Alan a toujours été très secret et intègre, avec une capacité unique de collaboration, d’écoute et de respect des idées. Il était la noblesse même. J’ai toujours été étonné par sa capacité d’émerveillement, l’enfant qu’il était et la liberté de sa pensée. Tout l’intéressait et le distrayait. Mais le plus important était son travail, auquel il consacrait de nombreuses heures de sa journée et de son sommeil. Alan savait s’amuser de tout.

Né en 1932 à St Bruno près de Montréal, son père était le responsable du golf du Mont Bruno, que son oncle avait conçu. Sa mère, d’origine écossaise, était dévouée à ses enfants et à son mari. Incontestablement sa plus grande admiratrice, sa complice.
Alan a suivi une scolarité traditionnelle sans succès, peut-être que la forme symétrique et la phonétique d’une lettre l’intéressaient plus que le signe. Sa logique et son intelligence l’ont amené à rattraper le temps perdu et à découvrir sa vocation en étudiant à l’École des Beaux-Arts de Montréal, où il a rencontré son grand mentor et ami de toujours, Alfred Pellan. Pellan est revenu au Canada après avoir passé quatorze ans en France. Il est à l’origine du mouvement Prisme d’Yeux qui correspond à une rupture avec les arts traditionnels d’inspiration religieuse au Canada. Sans doute ses conversations avec lui ont-elles conduit Alan à s’expatrier à l’âge de dix-neuf ans vers Paris où il est arrivé avec une bourse modique de mille dollars du gouvernement français et toute l’énergie nécessaire pour conquérir le monde.
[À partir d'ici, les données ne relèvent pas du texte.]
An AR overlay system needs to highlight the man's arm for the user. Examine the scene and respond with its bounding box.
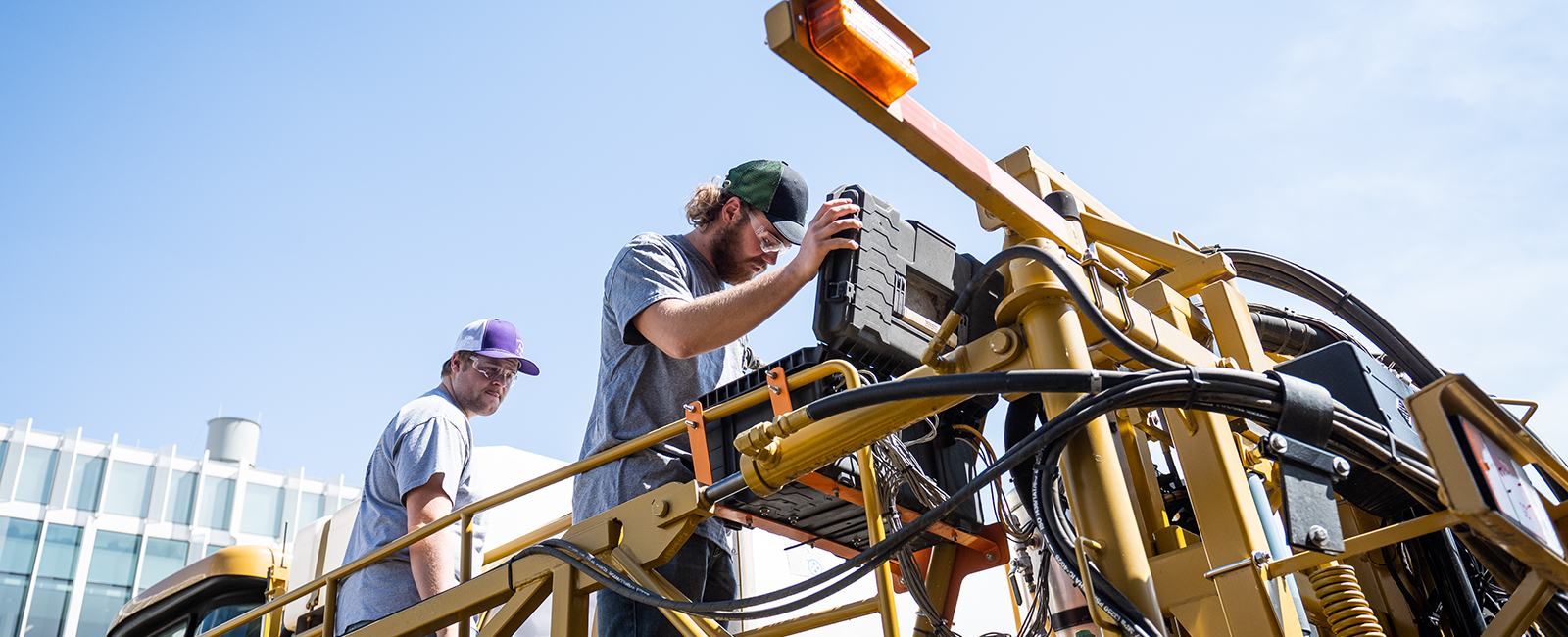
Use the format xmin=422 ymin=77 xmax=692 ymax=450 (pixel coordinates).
xmin=403 ymin=473 xmax=458 ymax=600
xmin=632 ymin=199 xmax=860 ymax=358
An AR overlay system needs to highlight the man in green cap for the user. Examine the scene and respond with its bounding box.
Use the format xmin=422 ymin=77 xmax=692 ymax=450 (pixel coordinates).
xmin=572 ymin=160 xmax=860 ymax=637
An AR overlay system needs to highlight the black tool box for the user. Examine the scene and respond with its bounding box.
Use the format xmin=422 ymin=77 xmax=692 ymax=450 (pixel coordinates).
xmin=698 ymin=345 xmax=998 ymax=548
xmin=1275 ymin=340 xmax=1425 ymax=517
xmin=812 ymin=185 xmax=1002 ymax=376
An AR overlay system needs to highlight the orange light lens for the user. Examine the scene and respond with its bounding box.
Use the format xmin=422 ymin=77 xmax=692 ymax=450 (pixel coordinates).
xmin=806 ymin=0 xmax=920 ymax=105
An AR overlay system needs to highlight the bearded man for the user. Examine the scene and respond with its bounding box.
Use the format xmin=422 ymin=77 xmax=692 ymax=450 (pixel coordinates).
xmin=572 ymin=160 xmax=860 ymax=637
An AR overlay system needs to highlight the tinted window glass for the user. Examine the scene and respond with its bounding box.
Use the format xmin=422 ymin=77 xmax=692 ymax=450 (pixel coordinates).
xmin=66 ymin=455 xmax=105 ymax=512
xmin=37 ymin=524 xmax=81 ymax=580
xmin=240 ymin=483 xmax=284 ymax=537
xmin=165 ymin=470 xmax=199 ymax=524
xmin=201 ymin=475 xmax=233 ymax=530
xmin=0 ymin=517 xmax=44 ymax=576
xmin=22 ymin=577 xmax=71 ymax=637
xmin=104 ymin=460 xmax=152 ymax=517
xmin=136 ymin=538 xmax=191 ymax=588
xmin=16 ymin=447 xmax=60 ymax=504
xmin=88 ymin=530 xmax=141 ymax=587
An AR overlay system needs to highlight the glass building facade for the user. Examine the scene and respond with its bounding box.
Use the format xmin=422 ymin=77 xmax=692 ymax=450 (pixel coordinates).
xmin=0 ymin=420 xmax=359 ymax=637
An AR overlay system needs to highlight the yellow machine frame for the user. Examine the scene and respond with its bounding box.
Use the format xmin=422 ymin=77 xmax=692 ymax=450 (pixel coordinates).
xmin=172 ymin=0 xmax=1568 ymax=637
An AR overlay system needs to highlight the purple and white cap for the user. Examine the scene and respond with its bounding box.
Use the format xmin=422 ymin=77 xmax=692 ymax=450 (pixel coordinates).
xmin=452 ymin=318 xmax=539 ymax=376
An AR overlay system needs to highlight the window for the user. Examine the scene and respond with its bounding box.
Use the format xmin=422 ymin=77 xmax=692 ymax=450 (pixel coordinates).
xmin=136 ymin=538 xmax=191 ymax=590
xmin=88 ymin=530 xmax=141 ymax=587
xmin=16 ymin=446 xmax=60 ymax=504
xmin=74 ymin=582 xmax=130 ymax=637
xmin=165 ymin=470 xmax=199 ymax=524
xmin=22 ymin=523 xmax=82 ymax=637
xmin=0 ymin=574 xmax=26 ymax=637
xmin=300 ymin=493 xmax=326 ymax=525
xmin=37 ymin=524 xmax=81 ymax=580
xmin=201 ymin=475 xmax=233 ymax=530
xmin=66 ymin=455 xmax=107 ymax=512
xmin=0 ymin=517 xmax=44 ymax=577
xmin=22 ymin=577 xmax=71 ymax=637
xmin=240 ymin=482 xmax=284 ymax=537
xmin=0 ymin=517 xmax=44 ymax=637
xmin=76 ymin=530 xmax=141 ymax=637
xmin=104 ymin=460 xmax=152 ymax=517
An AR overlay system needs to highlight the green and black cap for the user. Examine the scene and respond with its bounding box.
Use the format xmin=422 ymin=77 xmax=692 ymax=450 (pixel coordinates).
xmin=724 ymin=160 xmax=810 ymax=245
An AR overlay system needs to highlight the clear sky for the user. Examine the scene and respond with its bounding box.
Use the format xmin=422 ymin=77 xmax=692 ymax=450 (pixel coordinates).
xmin=0 ymin=0 xmax=1568 ymax=482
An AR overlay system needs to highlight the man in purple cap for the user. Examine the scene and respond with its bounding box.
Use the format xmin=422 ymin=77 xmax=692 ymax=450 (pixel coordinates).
xmin=572 ymin=160 xmax=860 ymax=637
xmin=337 ymin=318 xmax=539 ymax=637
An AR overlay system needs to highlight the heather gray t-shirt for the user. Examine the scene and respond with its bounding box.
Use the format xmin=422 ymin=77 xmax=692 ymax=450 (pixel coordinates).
xmin=337 ymin=387 xmax=484 ymax=634
xmin=572 ymin=232 xmax=747 ymax=549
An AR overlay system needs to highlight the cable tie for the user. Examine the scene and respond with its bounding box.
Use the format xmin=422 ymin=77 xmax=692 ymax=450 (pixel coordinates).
xmin=1372 ymin=426 xmax=1405 ymax=477
xmin=1182 ymin=366 xmax=1202 ymax=410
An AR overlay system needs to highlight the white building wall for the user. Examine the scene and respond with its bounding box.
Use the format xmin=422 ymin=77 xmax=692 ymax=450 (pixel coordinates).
xmin=0 ymin=420 xmax=359 ymax=637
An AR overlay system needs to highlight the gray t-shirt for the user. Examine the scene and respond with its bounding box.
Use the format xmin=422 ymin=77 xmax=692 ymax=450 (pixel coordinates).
xmin=572 ymin=232 xmax=747 ymax=549
xmin=337 ymin=387 xmax=484 ymax=634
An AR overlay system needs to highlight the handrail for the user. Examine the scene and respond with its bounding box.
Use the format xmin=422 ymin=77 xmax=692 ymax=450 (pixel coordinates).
xmin=196 ymin=420 xmax=685 ymax=637
xmin=196 ymin=360 xmax=859 ymax=637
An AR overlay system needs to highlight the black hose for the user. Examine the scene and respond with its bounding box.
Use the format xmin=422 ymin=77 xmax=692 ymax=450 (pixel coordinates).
xmin=1213 ymin=248 xmax=1443 ymax=387
xmin=806 ymin=368 xmax=1145 ymax=420
xmin=954 ymin=245 xmax=1187 ymax=371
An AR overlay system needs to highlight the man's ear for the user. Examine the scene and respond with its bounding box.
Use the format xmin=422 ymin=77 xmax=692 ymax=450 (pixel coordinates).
xmin=718 ymin=196 xmax=745 ymax=227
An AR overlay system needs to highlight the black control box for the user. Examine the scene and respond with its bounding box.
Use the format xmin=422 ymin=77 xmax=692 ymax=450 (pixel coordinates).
xmin=698 ymin=345 xmax=998 ymax=548
xmin=812 ymin=185 xmax=1002 ymax=376
xmin=1275 ymin=340 xmax=1425 ymax=517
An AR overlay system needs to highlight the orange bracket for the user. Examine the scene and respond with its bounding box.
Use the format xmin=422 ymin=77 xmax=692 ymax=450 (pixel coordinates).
xmin=685 ymin=400 xmax=713 ymax=485
xmin=768 ymin=368 xmax=795 ymax=416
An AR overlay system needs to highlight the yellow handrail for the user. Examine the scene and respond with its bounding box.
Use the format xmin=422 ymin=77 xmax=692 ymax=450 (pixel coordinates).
xmin=196 ymin=360 xmax=859 ymax=637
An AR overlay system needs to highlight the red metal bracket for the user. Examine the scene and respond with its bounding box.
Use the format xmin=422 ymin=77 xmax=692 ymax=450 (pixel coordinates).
xmin=685 ymin=400 xmax=713 ymax=485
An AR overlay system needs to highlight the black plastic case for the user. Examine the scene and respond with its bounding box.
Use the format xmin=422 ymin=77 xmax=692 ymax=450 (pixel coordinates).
xmin=1275 ymin=340 xmax=1425 ymax=517
xmin=698 ymin=345 xmax=998 ymax=548
xmin=812 ymin=185 xmax=1002 ymax=376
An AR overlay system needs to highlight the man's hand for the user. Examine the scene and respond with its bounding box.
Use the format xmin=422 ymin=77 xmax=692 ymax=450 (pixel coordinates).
xmin=403 ymin=473 xmax=458 ymax=637
xmin=784 ymin=199 xmax=865 ymax=285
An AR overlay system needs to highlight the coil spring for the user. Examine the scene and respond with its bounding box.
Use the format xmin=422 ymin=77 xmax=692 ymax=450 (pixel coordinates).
xmin=1307 ymin=564 xmax=1386 ymax=637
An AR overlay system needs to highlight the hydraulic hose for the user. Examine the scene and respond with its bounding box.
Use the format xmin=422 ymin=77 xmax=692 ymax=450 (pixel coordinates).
xmin=951 ymin=245 xmax=1187 ymax=371
xmin=1210 ymin=248 xmax=1443 ymax=387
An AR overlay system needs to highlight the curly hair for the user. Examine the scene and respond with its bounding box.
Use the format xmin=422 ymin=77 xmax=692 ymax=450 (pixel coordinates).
xmin=685 ymin=177 xmax=753 ymax=230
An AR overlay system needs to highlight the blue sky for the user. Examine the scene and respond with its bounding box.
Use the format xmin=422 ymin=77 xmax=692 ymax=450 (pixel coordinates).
xmin=0 ymin=0 xmax=1568 ymax=482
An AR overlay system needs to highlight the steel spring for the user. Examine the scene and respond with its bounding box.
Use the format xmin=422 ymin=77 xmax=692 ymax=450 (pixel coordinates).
xmin=1307 ymin=564 xmax=1386 ymax=637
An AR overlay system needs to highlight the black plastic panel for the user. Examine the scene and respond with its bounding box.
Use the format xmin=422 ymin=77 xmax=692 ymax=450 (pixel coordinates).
xmin=812 ymin=185 xmax=1002 ymax=376
xmin=1275 ymin=340 xmax=1425 ymax=517
xmin=698 ymin=345 xmax=998 ymax=548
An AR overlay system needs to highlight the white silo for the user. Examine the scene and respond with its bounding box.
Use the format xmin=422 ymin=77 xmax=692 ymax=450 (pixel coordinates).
xmin=207 ymin=417 xmax=262 ymax=466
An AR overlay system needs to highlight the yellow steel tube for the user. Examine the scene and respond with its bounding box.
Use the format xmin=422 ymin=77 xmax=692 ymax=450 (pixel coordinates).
xmin=1009 ymin=242 xmax=1162 ymax=632
xmin=484 ymin=514 xmax=572 ymax=566
xmin=735 ymin=598 xmax=878 ymax=637
xmin=855 ymin=447 xmax=915 ymax=637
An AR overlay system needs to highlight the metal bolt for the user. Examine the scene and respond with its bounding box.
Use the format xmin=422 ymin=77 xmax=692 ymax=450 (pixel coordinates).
xmin=990 ymin=331 xmax=1013 ymax=355
xmin=1306 ymin=524 xmax=1328 ymax=546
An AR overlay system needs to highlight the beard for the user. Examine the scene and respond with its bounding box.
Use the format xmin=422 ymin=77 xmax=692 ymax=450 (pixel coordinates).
xmin=713 ymin=215 xmax=758 ymax=285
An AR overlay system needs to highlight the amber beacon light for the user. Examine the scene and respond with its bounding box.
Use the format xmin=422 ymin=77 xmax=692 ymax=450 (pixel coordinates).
xmin=806 ymin=0 xmax=919 ymax=105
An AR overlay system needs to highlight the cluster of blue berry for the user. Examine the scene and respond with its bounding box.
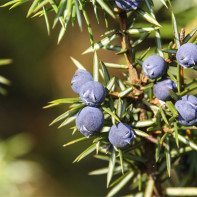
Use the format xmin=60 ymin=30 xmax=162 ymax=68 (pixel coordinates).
xmin=142 ymin=43 xmax=197 ymax=126
xmin=71 ymin=69 xmax=135 ymax=148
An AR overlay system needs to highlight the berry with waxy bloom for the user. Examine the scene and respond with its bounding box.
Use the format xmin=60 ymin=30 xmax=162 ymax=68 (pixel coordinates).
xmin=75 ymin=106 xmax=104 ymax=137
xmin=109 ymin=123 xmax=135 ymax=148
xmin=175 ymin=95 xmax=197 ymax=126
xmin=142 ymin=55 xmax=167 ymax=79
xmin=71 ymin=69 xmax=93 ymax=94
xmin=80 ymin=81 xmax=105 ymax=107
xmin=176 ymin=43 xmax=197 ymax=68
xmin=115 ymin=0 xmax=142 ymax=11
xmin=153 ymin=79 xmax=177 ymax=101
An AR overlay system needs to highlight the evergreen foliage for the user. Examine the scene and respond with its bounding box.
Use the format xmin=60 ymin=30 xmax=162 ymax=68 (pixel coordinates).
xmin=2 ymin=0 xmax=197 ymax=197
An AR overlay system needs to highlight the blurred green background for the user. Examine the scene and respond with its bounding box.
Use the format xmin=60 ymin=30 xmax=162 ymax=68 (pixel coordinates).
xmin=0 ymin=0 xmax=197 ymax=197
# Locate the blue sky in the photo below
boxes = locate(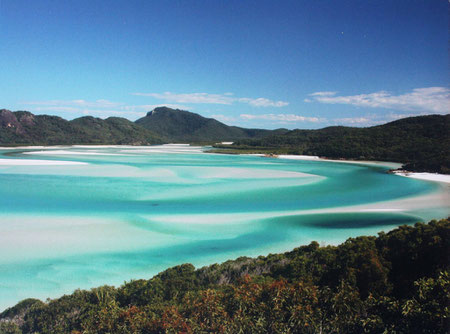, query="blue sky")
[0,0,450,129]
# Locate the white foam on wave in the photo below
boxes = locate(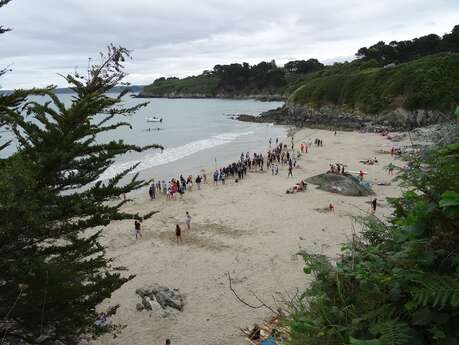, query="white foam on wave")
[99,131,254,181]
Il est entré aux Beaux-Arts et a enchaîné les petits boulots pendant dix ans. Il est passé du nettoyage des lustres de l’ambassade du Pérou à la mise en boîte de suppositoires avec son ami Jodorowski, puis à l’emballage de livres dans une librairie. En 1956, il est devenu portier au Club St-Germain où se produisaient les meilleurs jazzmen de l’époque. Dans son coin, il faisait des dessins avec un Bic, qui seraient plus tard assimilés au monde des surréalistes et que Breton allait exposer à la galerie d’Eric Losfeld, Le terrain Vague.

Alan en a profité pour parcourir l’Europe et la France, accumulant des milliers d’objets qui trouveraient un jour leur place dans des boîtes créées avec poésie, romantisme et avec une fabuleuse créativité pour faire des liens entre eux. Sa mémoire et sa capacité d’association l’ont amené à créer ces œuvres uniques.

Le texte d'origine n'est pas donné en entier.